For a moment, Mohinder stares at him blankly and Sylar wonders if he recognises his own words on Sylar's tongue or if so much has happened that the memory of that desperate phone call has already faded. Then, Mohinder nods, once in understanding, and presses himself to Peter’s chest.
“Half an hour,” Peter says.
“Half an hour,” Sylar agrees. He watches as they lift off and disappear into the clear blue sky.
He sits on the edge of the fountain, disused for months, and watches as the pond scum moves with the breeze. He looks around the abandoned buildings and the empty streets and wonders how many people, dying and survivors, are hidden behind those breakable concrete walls.
He glances at the broken watch wrapped around his wrist and counts the seconds as they pass.
And when he explodes, crouched down at the epicentre of a blazing inferno, buildings topple and flatten. Sylar burns to purge the world of sins that are not his.
+
And I saw a new heaven and a new earth: for the first heaven and the first earth were passed away; and there was no more sea.
- Revelation 21:1
He stands at the window watching. In the glass, he sees himself reflected back, dark, hollow eyes that glow red with the flames that roar on the horizon. The city burns as bright as daylight and he thinks that as long as the fires crackle, he will not sleep again.

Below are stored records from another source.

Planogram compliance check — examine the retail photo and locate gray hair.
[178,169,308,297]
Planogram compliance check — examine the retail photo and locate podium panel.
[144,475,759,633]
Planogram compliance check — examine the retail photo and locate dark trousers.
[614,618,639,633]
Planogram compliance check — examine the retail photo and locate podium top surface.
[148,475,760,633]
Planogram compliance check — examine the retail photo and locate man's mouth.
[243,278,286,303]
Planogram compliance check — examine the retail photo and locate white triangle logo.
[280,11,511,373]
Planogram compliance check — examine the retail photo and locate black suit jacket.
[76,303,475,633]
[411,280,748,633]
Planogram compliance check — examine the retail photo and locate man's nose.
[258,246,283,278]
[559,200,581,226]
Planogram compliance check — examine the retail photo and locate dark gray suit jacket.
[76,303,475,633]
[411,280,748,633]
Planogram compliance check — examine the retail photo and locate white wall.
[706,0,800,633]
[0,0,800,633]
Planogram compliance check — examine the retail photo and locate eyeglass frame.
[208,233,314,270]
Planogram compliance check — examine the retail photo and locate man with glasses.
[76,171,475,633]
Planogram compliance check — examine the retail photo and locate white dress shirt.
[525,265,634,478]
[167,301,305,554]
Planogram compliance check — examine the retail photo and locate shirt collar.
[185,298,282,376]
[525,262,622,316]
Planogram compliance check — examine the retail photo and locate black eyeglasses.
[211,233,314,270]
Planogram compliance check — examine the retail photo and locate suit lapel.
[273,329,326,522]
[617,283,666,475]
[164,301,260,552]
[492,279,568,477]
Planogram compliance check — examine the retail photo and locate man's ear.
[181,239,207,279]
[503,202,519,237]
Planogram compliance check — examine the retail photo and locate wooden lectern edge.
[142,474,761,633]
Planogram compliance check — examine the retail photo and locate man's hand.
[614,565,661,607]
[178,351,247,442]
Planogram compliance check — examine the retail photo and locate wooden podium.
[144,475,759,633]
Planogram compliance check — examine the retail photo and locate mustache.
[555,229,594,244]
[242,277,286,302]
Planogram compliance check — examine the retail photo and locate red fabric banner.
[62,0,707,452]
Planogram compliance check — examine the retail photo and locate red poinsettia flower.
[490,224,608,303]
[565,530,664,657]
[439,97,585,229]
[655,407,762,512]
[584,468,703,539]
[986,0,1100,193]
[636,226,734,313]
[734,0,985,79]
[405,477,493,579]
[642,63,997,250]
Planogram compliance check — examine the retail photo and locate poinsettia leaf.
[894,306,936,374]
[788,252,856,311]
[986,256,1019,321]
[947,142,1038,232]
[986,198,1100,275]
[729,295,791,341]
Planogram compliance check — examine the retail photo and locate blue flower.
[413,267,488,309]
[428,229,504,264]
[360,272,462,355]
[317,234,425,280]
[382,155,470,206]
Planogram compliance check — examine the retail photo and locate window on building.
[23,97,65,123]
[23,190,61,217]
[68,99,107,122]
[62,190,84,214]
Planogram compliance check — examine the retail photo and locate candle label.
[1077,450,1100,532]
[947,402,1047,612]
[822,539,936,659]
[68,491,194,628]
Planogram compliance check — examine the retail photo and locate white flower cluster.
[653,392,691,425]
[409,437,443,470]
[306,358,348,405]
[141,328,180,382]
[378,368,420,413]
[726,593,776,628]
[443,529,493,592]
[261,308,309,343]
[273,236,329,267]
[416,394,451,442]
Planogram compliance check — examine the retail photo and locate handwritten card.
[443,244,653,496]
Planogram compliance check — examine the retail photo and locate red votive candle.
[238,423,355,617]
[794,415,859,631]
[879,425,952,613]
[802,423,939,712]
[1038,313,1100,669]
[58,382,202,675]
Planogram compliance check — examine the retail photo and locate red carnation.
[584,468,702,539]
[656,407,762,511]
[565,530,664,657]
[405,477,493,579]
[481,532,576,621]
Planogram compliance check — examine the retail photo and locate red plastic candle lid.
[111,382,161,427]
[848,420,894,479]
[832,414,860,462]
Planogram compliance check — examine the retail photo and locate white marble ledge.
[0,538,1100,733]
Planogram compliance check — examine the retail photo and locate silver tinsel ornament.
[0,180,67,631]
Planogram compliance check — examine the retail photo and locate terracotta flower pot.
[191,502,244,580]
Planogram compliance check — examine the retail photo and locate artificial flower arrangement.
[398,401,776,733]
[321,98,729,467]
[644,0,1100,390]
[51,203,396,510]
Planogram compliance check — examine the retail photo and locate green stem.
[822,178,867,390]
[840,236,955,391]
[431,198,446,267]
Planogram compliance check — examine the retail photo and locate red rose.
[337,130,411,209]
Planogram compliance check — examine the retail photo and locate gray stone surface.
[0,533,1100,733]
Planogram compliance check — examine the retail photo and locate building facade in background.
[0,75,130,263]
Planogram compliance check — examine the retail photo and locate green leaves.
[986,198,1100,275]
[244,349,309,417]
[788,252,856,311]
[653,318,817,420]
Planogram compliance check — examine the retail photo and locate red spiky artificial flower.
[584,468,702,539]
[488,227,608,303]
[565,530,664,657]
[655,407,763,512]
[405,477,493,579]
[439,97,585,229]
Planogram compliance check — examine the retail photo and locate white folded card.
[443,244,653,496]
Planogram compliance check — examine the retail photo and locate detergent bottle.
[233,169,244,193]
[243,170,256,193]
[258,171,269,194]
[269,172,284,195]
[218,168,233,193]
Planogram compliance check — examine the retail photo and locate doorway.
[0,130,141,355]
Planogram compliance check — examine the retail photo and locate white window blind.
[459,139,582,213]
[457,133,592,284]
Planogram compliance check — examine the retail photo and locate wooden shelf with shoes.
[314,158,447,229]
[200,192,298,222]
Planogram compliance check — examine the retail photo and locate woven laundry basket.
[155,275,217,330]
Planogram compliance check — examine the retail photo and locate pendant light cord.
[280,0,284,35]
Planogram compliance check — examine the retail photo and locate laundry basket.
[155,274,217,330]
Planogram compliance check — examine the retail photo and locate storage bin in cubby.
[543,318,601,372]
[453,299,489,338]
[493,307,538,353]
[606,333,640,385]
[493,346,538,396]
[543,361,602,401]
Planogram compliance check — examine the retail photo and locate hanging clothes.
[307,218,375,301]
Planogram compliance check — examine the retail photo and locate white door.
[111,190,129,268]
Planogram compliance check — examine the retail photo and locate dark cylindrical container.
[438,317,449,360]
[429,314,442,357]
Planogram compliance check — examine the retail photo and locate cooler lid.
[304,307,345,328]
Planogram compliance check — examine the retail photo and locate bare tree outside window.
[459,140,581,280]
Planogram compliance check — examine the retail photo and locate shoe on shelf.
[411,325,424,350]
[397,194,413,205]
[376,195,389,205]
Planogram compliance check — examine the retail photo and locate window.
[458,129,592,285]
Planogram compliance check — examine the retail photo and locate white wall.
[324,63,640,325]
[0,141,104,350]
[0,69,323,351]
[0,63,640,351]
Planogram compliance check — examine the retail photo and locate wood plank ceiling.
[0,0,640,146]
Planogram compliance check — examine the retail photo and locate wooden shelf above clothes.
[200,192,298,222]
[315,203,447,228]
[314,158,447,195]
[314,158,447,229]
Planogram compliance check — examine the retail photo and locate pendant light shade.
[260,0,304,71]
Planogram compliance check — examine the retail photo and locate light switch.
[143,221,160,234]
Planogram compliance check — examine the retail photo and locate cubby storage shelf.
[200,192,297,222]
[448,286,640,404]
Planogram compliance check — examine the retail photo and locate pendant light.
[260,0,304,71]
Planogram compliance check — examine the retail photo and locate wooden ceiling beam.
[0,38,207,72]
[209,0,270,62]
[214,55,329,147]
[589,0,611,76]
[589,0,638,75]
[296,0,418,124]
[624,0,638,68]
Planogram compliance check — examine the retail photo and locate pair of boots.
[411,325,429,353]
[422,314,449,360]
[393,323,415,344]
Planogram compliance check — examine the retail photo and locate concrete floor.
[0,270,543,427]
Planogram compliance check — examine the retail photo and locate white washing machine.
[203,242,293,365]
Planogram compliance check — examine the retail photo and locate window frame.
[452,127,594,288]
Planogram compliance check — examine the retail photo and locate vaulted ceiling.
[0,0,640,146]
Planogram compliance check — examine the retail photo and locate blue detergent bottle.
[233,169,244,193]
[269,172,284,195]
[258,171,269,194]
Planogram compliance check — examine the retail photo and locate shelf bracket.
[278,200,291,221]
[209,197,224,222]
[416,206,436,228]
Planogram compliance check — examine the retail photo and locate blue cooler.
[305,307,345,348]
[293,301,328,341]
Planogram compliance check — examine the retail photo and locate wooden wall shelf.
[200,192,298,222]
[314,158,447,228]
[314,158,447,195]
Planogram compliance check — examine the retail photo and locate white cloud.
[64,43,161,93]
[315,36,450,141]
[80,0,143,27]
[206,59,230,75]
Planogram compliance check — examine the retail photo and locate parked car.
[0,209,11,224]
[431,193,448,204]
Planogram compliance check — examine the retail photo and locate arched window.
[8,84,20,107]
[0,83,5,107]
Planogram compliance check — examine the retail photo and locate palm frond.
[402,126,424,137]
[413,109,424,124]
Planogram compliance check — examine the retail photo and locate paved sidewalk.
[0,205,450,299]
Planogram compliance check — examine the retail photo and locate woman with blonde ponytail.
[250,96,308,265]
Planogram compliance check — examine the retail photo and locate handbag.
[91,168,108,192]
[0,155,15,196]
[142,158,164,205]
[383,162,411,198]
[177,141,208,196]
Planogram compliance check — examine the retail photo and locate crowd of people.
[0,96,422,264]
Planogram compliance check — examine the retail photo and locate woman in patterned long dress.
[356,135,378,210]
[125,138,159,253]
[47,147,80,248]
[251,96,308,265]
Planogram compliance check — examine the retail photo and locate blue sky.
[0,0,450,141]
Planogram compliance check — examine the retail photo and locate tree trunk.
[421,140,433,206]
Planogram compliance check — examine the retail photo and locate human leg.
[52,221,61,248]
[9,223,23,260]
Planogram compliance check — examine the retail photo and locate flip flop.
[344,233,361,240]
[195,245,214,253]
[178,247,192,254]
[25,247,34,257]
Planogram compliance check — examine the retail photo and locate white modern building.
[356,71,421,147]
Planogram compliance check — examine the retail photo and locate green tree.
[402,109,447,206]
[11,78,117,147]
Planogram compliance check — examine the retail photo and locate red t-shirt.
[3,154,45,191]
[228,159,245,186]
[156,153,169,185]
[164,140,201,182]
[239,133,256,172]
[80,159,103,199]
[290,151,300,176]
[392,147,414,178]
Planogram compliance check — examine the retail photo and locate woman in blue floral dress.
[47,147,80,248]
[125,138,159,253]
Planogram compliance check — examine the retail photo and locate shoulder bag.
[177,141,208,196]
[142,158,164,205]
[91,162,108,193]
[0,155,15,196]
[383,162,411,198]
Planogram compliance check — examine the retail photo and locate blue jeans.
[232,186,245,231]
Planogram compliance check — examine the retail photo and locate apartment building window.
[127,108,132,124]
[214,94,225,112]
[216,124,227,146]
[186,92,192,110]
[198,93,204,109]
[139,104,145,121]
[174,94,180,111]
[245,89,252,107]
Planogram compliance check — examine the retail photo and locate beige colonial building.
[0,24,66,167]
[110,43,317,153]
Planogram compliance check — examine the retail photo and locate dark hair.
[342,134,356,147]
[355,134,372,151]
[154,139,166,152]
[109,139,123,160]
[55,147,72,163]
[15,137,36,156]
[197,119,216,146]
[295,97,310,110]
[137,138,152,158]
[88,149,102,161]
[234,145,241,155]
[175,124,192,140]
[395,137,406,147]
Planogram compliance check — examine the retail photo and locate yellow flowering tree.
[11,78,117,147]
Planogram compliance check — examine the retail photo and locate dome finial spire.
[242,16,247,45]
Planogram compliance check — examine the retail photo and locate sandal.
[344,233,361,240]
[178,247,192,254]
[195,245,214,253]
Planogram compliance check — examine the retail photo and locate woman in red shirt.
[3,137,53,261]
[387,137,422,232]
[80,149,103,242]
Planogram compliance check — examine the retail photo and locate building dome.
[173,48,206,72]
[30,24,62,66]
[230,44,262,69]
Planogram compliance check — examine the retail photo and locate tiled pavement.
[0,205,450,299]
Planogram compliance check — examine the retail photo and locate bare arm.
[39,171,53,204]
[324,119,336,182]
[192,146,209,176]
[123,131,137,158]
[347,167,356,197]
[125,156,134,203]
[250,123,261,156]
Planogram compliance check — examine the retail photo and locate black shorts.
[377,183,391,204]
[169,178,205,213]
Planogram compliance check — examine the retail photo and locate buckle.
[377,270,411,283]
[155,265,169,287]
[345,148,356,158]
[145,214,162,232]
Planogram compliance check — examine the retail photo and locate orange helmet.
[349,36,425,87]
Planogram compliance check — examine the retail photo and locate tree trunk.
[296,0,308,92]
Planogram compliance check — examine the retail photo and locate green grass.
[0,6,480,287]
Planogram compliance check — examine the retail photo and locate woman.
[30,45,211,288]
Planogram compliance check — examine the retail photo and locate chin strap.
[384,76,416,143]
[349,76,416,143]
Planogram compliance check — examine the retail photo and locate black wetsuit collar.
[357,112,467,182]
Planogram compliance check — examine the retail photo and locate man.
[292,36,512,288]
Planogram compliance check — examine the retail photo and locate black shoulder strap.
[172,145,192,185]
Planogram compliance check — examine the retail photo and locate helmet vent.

Sylar lays his hand against the glass to blur the face that stares at him.
In stocking feet, Mohinder pads up behind him. The hand that settles on Sylar’s back is warm, alive, burning him in a way that the flames never could.
“It had to be done,” he murmurs.
“Easy for you to say,” Sylar whispers back.
Mohinder rests his forehead against Sylar’s shoulder but doesn’t reply. Together they stand and listen to the distant rumble of destruction. Even in the night, Sylar can see the dark cloud of ash that spreads towards to them and he knows that long after the flames have died, the soot will leave them marked. He knows that they will breathe it in and be black from the inside out, tainted in a way that none can see nor cleanse.
There’s the faint impression of a kiss on his neck; Mohinder’s fingers trace down his forearm to tangle with his. And when Mohinder gently pulls him back from the window, Sylar’s eyes still see the dancing flames, a bright yellow-white glow just out of reach that follows Mohinder’s retreating form like the dying halo of a fallen angel.
He holds Mohinder’s hand tighter and lets himself be led deeper into the darkness.
Their bed is nothing more than a narrow pallet on the floor. Peter lies, half-asleep, in the twisted sheets, an empty space beside him where Mohinder’s body should be. He sits up and reaches for Sylar’s other hand. Together, they guide Sylar down.
Under the thin sheet, it’s hot, hot enough that Sylar’s skin begins to prickle, a sheen of sweat slicking the way where their bodies press together. Each kiss, each lick, each bite and nip and press of lips is a brand that burns his skin. The air is thick, so thick, with the smell of smoke and the scent of sex that clings to them, but still Sylar gulps it down even as it leaves him scorched.
It isn’t love and it’s barely comfort. Peter’s spit-wet fingers work inside him while Mohinder’s mouth wraps around his cock; they punish him with pleasure that isn’t his to take.
With every touch they tear him down until there’s nothing left.
And when he comes, Sylar makes no sound, suffocated by the heat that presses all around him and burns his lungs. Mohinder’s lips press to his, salty-slick with semen and Peter’s body curls behind him. Between them, they’re all that keeps the ashes of who Sylar is from being blown away in the hot, dry air that curls through this barren world they’ve made.
Peter’s fingers brush over his cheeks, the dry rasp of skin over stubble loud, and he catches Sylar’s tears when they begin to fall.
+
I am Alpha and Omega, the beginning and the end, the first and the last.